This is even why schools like St. James have uniforms. Aesthetics aside, a uniform helps to set a particular tone - we are here to be St. James students. We dress up to play and we dress up to work, as expressions not only of who we are, but what we aspire to be. I often hear students ask,”Why do you wear that black shirt and white collar?” Several students even believe I wear the same shirt every day (I assure you I do not.) The clerical shirt and collar not only helps people to identify me as a priest; it also helps me to remember the immense responsibility of this vocation - this costume helps me to aspire to being better at my work, and to remember that God walks with me.
The Soirée is an opportunity for folks in our school community to dress up a bit and imagine what we, as “Great Gatsbys” and “Daisies,” might do for this school - all in a spirit of fun and good company. When serious fun happens, dress-up is often a part of it! What a great topic to think about as we approach the big dress-up holiday of Halloween. While some in our world fear the evil themes and satanic imagery of the holiday, most of us recognize Halloween as a time to practice our resistance to forces of evil. We manage to be good people even when we dress as monsters!
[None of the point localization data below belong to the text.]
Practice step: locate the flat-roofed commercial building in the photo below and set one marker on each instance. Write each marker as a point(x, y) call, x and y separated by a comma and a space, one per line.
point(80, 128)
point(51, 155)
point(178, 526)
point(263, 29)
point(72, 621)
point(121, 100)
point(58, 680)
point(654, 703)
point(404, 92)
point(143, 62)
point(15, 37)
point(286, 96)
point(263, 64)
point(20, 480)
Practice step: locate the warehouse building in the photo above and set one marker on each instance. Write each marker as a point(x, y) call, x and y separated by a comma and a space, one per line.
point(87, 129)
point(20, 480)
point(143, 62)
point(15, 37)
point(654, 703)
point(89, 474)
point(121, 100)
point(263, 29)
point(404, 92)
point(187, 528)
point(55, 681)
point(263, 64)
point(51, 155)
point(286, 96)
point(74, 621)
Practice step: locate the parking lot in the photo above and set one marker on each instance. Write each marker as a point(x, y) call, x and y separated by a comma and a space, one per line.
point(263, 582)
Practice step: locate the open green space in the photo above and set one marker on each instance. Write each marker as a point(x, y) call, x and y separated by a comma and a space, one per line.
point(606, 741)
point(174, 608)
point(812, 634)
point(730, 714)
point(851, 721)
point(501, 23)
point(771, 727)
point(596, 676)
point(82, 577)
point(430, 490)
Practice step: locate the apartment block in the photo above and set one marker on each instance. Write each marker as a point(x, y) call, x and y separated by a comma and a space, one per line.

On Friday, October 18th, the fifth grade dressed up in uniforms with their blazers. They were pinned with the shield of the school to remind them of their changing relationship with St. James Episcopal Day School. This dressing up reminds the fifth grade class of our expectations of them and our hopes for them. They now prepare to take all that they have learned in this place and carry it forward into new experiences. These clothes (the uniforms) help to indicate something about who they are and how they are called to live. They can be the best of what St. James has given them. Dressing up is serious play for all of us.